With that turning point 15 years ago, she got extensive help from drug and alcohol counselors and began helping other substance abusers.
But now such counselors face proposed regulations that could limit their services and reduce substance abusers’ access to counseling, Woods said.
"It’s a matter of life and death. How many people will die because of these decisions?” said Woods, executive director of Oklahoma Citizen Advocates for Recovery and Treatment Association. "I’ve got people crying on the phone, ‘Please help me!’ How can I help if I have no place to put them?”
The state’s 900 certified counselors and counselors in training would be required to get a master’s degree to provide those services. They currently need a bachelor’s degree.
Larry Gaines, with Norman Addiction Information and Counseling, called the plan disastrous.
Like many certified counselors, Gaines battled his own addictions and then decided to help other substance abusers. He’s now in his 27th year of counseling drug and alcohol abusers, but figures he’ll probably retire rather than going for his master’s degree.
"If they go through with this deal, it will really hurt alcoholics and addicts. People won’t have a place to get services and there’s already not enough facilities to get the services. If this passes, it will be devastating to all the communities,” he said.
About $17 million in budget cuts already have closed more than 195 beds used for substance abuse and mental health patients. More cuts are expected.
In light of those cuts, diminishing experienced counselors’ services doesn’t make a lot of sense, said Andy Dean, a former client of Norman Addiction Information and Counseling.
He said substance abusers like to polish up a lie and use it to gain the sympathy of a counselor. But the farce usually won’t sneak past someone who’s been an abuser.
"I think a master’s degree is great.

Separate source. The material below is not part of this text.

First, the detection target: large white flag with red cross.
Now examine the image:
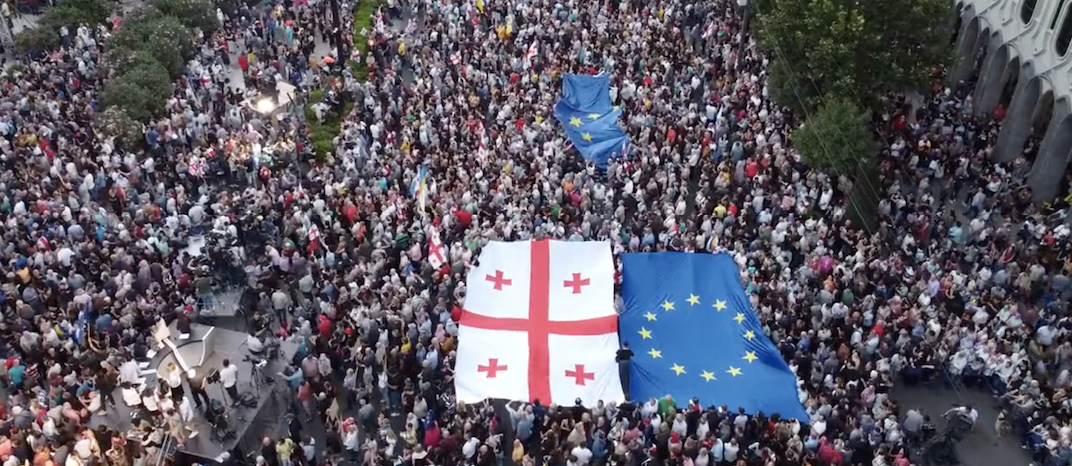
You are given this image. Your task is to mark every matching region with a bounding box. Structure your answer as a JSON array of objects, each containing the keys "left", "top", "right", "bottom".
[{"left": 455, "top": 240, "right": 625, "bottom": 406}]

However, if you don’t have any experience, yourself, in substance abuse to be able to identify when a client is being honest and when a client is in denial ... I don’t think you can learn that at a university at any level,” Dean said.
But the idea is simply to raise state standards and ensure therapists have a master’s degree, while preserving services to substance abusers, said Terri White, Mental Health and Substance Abuse Services commissioner.